Let’s hope the U.S. allies in Canada and Mexico, all of them members of the North American Free Trade Agreement, NAFTA, get consoled sufficiently for now. Trump had made it known he would scrap NAFTA on assuming office and set back an ambitious programme that has so far demonstrated how free trade increases wealth and competitiveness. Farmers, manufacturers and workers, to say nothing of the average family in the USA, are the major beneficiaries of NAFTA which is one of the biggest free trade zones in the world. But Trump wants it out.

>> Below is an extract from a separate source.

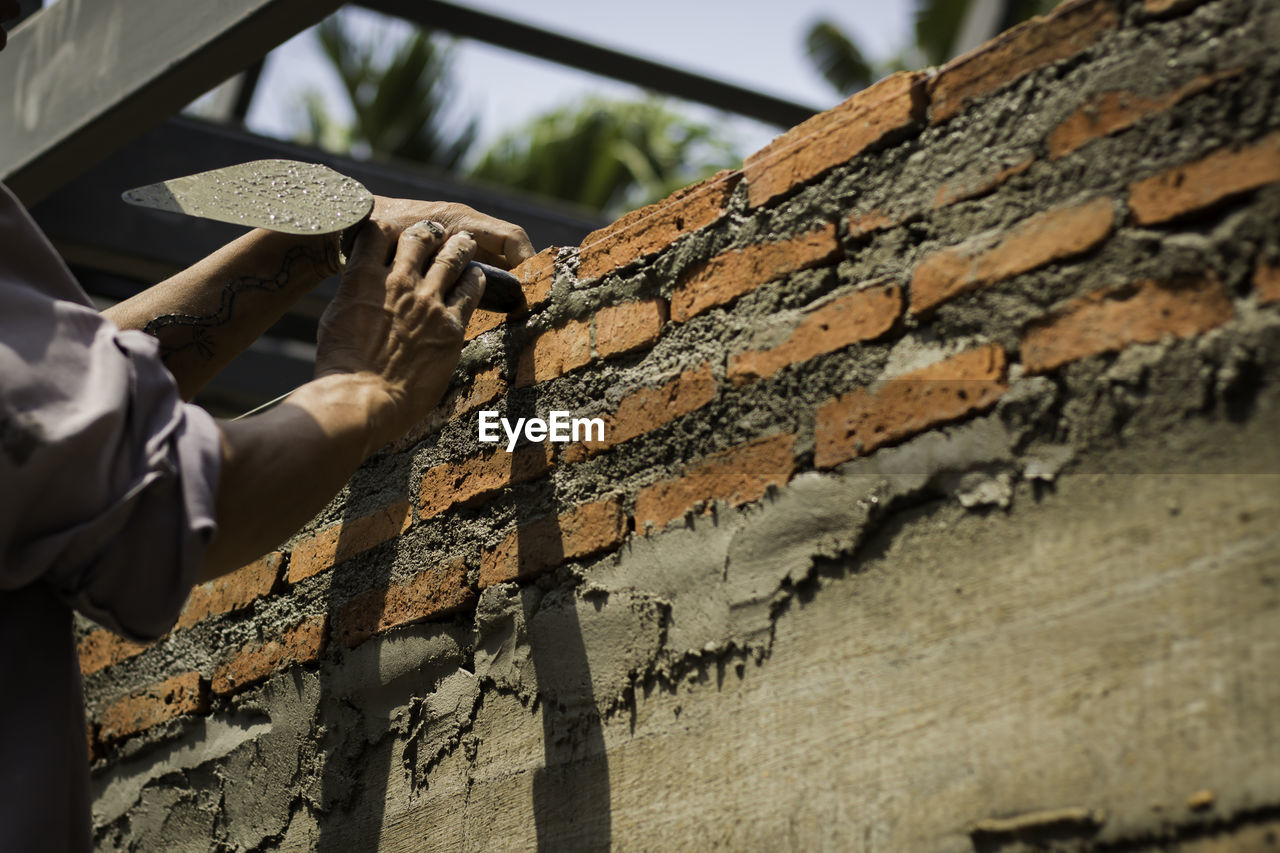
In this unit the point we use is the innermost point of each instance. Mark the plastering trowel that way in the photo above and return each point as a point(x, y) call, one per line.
point(297, 199)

He wants it out because he does not believe in free trade. He hates globalisation because it promotes free movement of people and goods across international borders and it promotes trade liberalisation. It is difficult not to pity Christine Lagarde, the International Monetary Fund, IMF, managing director, who has been rattled by Trump rhetoric into giving an unsolicited lecture on the virtues of trade liberalisation; the need to create more jobs, promote inclusiveness and make all parties to profit in a trade relationship. She wants Trump to understand and appreciate that modern economies must promote inclusiveness to ensure growth and sustainability. Ordinarily, this should not be difficult for a hundred level Nigerian student of economics. Trump whose bachelor’s degree is in economics would have been a first class student of Lagarde if he was not consumed by forces of nativism with convoluted sense of nationalism, the type that gave rise to Brexit now hanging fire.
It is the same sense of native nationalism and a recourse to isolationism that is at the bottom of the urge for Trump’s USA to exit from the North Atlantic Treaty Organisation, NATO. True, the USA has borne the bulk of the expenses of the organisation but the solution does not lie in dismantling the body but in putting a more efficient machinery in place to get other nations to pay their dues. But on good days, the USA has enjoyed the leadership position in NATO as well as the United Nations. It is not for nothing that it has become the policeman of the world.

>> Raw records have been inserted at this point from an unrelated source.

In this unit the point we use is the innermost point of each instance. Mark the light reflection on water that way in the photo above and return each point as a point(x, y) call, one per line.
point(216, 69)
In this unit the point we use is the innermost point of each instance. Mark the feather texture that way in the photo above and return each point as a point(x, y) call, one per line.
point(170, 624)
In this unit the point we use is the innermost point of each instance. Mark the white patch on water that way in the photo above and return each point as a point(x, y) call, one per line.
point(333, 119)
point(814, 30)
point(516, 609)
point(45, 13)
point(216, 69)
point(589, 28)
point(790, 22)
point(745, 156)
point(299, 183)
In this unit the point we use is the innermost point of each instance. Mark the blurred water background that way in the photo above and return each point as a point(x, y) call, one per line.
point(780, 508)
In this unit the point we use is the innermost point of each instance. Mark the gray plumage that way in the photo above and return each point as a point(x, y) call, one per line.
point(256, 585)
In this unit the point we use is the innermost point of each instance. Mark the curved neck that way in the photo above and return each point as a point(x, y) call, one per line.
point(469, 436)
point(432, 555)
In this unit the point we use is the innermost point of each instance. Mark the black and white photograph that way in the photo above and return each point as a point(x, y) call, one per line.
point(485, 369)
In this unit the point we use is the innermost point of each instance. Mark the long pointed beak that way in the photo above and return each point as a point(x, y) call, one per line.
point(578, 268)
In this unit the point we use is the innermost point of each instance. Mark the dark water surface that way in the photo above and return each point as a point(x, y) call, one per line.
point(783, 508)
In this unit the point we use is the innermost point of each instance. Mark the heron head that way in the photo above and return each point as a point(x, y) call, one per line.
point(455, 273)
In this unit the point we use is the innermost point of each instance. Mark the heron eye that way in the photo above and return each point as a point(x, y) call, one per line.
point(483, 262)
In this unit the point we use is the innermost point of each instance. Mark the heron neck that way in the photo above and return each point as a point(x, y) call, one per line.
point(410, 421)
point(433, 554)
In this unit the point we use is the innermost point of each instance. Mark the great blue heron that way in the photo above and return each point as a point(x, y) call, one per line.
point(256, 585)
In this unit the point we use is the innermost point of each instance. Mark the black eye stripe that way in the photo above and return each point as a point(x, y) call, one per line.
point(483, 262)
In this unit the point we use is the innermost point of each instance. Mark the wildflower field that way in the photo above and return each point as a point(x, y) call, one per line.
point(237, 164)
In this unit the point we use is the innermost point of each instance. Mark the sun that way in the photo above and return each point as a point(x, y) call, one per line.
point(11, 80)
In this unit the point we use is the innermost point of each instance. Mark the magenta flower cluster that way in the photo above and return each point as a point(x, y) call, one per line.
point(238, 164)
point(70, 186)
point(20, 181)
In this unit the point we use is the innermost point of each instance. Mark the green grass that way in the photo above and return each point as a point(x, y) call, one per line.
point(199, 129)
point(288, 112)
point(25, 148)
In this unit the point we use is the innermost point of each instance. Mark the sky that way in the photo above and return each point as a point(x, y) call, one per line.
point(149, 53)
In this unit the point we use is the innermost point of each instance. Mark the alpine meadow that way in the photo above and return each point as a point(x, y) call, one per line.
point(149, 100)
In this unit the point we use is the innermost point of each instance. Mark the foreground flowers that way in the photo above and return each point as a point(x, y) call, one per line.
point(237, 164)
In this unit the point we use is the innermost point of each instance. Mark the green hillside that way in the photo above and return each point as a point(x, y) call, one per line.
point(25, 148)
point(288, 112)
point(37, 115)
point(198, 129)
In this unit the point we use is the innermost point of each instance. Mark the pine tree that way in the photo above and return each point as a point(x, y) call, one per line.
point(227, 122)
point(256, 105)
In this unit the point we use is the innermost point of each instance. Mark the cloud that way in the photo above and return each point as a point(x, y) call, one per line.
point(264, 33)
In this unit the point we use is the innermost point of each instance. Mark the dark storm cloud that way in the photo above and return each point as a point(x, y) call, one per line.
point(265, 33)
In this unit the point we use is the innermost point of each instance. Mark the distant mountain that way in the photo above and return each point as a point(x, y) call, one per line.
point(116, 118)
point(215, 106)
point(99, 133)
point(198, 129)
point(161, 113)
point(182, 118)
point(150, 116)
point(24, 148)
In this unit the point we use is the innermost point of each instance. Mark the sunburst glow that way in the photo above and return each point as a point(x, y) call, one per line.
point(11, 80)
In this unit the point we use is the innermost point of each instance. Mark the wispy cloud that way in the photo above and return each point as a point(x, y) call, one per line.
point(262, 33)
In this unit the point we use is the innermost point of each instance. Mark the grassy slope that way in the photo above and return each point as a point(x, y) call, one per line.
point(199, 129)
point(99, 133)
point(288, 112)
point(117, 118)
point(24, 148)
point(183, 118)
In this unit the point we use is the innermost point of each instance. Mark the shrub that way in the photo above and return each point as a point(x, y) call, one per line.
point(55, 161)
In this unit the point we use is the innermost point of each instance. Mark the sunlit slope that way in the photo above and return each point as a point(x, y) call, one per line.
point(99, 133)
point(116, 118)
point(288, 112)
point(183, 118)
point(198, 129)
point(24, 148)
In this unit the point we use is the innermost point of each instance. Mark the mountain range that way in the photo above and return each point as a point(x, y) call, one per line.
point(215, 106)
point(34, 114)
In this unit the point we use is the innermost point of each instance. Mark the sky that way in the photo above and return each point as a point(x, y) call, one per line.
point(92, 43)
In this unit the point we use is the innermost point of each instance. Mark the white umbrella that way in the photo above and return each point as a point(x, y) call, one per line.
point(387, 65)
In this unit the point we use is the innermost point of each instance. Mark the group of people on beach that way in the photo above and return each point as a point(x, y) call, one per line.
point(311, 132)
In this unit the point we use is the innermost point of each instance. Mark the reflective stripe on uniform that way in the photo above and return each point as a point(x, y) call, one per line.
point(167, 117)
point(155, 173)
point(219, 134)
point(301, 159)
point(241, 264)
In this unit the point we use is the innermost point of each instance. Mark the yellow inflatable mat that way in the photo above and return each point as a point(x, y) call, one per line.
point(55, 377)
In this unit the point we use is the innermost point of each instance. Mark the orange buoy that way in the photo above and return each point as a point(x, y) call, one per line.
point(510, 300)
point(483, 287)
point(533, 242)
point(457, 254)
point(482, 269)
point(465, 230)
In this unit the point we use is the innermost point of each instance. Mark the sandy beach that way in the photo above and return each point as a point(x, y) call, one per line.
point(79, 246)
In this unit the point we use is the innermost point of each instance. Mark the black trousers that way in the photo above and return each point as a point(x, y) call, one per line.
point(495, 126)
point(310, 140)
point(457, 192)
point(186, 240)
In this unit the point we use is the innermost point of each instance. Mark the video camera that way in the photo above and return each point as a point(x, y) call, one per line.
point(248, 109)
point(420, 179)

Given his character trait, it is not necessarily for the good of the country that Trump has vowed to shake up NATO. For the heck of it, he would like to do it. As the most powerful leader in the world, he will, because he can. And why not? But that can spell doom for global security.
No matter the assurances of President Obama and other well meaning leaders who are giving hope that the Trump presidency may turn out to be what the world needs at this material time, there is, honestly speaking, no silver lining. His appointments so far give a frightening signal that he means to implement his election pledge to the letter. One of them, Steve Bannon, chief strategist and senior counsellor, stands accused of being anti-Semitism and other forms of bigotry from his days as editor of Bretbart News, reputed to be part of the grand conspiracy against decency and morality and which helped generously in the promotion of hate speeches that resonated with the odd Americans who voted for Trump because they felt nostalgic for the days of white supremacy.
Remnic, the editor of The New Yorker has the last word on the tragedy that has befallen the greatest democracy in the world. He says: “There is no reason to believe that Trump and his band of associates – Chris Christie, Rudolph Giuliani, Mike Pence, and, yes Paul Ryan – are in any mood to govern as Republicans within the traditional boundaries of decency. Trump was not elected on the platform of decency, fairness, moderation, compromise and the rule of law; he was elected in the main, on a platform of resentment. Fascism is not our future – it cannot be; we cannot allow it to be so – but this is surely the way fascism can begin.”